Creating a Custom Genome Reference for dropseq_cumulus

Note

For now, dropseq_cumulus does not currently does not support upload to Alexandria for matrices containing multiple species. If your data contains data from multiple species, you will need to split your aligned data into multiple matrices such that each matrix contains data from one species. Afterwards, you can run Cumulus only in dropseq_cumulus for each species to generate the necessary files for upload.

The following information is a summary of this article by the Cumulus Team.

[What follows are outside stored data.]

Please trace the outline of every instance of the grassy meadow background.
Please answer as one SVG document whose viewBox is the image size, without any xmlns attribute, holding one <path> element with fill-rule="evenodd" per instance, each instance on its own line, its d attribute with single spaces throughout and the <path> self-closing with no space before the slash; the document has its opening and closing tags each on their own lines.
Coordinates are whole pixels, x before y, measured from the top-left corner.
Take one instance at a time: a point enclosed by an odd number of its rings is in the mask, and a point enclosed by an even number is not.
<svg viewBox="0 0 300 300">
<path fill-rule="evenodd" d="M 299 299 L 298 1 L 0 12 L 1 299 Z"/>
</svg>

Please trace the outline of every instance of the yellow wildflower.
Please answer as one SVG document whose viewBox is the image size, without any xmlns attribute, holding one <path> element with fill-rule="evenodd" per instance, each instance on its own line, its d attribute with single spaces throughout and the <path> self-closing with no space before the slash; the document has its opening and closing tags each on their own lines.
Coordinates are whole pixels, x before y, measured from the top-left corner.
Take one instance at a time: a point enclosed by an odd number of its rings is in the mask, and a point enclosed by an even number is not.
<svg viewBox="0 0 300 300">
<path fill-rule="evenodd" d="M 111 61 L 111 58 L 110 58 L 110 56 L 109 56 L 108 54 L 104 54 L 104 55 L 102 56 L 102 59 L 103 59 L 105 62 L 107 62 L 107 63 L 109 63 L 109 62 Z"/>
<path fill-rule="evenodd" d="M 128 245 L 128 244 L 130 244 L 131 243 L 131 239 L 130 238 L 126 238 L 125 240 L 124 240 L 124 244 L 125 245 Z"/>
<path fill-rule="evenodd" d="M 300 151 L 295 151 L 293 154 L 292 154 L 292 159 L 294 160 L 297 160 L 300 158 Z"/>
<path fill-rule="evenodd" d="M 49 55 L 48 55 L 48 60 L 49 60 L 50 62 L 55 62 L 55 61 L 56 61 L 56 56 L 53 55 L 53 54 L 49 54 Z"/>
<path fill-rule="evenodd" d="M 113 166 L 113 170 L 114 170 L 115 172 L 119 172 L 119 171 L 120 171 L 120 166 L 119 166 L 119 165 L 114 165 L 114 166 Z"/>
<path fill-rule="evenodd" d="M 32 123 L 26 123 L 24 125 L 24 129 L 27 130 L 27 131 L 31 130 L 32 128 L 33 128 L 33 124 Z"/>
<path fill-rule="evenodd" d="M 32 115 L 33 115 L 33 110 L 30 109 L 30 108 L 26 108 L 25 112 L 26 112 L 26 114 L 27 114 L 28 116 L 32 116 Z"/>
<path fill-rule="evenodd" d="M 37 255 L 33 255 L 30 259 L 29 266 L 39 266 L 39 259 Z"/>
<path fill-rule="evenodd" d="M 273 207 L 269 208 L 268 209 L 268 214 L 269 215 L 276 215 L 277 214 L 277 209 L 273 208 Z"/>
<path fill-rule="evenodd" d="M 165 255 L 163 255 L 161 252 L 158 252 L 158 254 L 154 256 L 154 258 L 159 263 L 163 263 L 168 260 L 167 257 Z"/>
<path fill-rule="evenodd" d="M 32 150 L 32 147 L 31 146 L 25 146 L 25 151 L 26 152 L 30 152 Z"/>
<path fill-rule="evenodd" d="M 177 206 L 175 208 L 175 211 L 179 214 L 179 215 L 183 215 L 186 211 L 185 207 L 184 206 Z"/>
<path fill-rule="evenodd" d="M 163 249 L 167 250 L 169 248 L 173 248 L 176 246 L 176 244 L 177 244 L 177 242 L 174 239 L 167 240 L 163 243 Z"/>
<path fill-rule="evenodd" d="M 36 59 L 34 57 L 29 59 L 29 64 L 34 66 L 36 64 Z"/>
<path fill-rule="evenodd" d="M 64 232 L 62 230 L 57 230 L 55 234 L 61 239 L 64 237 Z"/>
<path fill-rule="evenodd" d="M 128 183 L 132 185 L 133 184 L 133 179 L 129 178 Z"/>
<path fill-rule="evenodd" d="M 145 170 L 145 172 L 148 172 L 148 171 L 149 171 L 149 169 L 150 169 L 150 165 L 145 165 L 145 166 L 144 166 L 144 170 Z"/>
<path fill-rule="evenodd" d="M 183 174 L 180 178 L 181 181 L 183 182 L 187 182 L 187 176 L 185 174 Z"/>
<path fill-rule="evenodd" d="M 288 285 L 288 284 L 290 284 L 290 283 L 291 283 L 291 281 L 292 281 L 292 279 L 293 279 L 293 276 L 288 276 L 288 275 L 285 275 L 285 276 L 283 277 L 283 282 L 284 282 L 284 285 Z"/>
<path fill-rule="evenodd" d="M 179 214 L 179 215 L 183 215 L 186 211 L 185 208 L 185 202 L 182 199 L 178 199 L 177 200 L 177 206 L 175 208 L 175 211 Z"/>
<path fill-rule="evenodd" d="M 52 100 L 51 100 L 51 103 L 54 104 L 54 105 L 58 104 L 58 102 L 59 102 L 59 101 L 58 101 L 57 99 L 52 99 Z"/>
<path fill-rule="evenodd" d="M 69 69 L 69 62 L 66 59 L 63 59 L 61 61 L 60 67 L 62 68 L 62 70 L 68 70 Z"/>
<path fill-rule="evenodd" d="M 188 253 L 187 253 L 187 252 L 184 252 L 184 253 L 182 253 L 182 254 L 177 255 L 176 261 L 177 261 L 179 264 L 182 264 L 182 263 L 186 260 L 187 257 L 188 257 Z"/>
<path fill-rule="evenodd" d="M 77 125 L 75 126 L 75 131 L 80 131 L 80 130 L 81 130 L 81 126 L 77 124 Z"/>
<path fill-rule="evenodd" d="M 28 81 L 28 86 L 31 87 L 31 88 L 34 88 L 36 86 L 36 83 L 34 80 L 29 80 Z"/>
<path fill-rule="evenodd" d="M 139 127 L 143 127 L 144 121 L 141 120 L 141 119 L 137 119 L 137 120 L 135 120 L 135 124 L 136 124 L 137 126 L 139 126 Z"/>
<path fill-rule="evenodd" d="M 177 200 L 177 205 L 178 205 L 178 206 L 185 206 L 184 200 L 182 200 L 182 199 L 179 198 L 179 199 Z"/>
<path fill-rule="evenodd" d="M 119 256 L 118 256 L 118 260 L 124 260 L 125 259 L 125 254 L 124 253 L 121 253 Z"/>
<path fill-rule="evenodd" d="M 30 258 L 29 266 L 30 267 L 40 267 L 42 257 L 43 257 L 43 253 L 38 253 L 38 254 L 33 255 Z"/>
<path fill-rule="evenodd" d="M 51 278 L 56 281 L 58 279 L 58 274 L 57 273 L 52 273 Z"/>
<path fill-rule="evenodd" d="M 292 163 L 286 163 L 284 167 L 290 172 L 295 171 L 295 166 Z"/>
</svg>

dropseq_bundle is a workflow on Terra by the Cumulus Team that can produce custom genome references that are compatile with dropseq_workflow (and by extension dropseq_cumulus). Alexandria pipelines are run through Terra, which is the Broad Institute’s Cloud Datasciences platform that is built on Google Cloud. Thus, you can use the same Google billing account for Terra that you use for Alexandria/The Single Cell Portal. Once you register, you can follow this article to gain a better understanding of how to setup your workspace, import workflows, and run workflows.

Below is a list of important parameters for this workflow.

Parameter Name Description
fasta_file An array of fasta files. If more than one species, fasta and gtf files must be in the same order.
gtf_file An array of gtf files. If more than one species, fasta and gtf files must be in the same order.
genomeSAindexNbases Length (bases) of the SA pre-indexing string. Typically between 10 and 15. Longer strings will use much more memory, but allow faster searches. For small genomes, must be scaled down to min(14, log2(GenomeLength)/2 - 1)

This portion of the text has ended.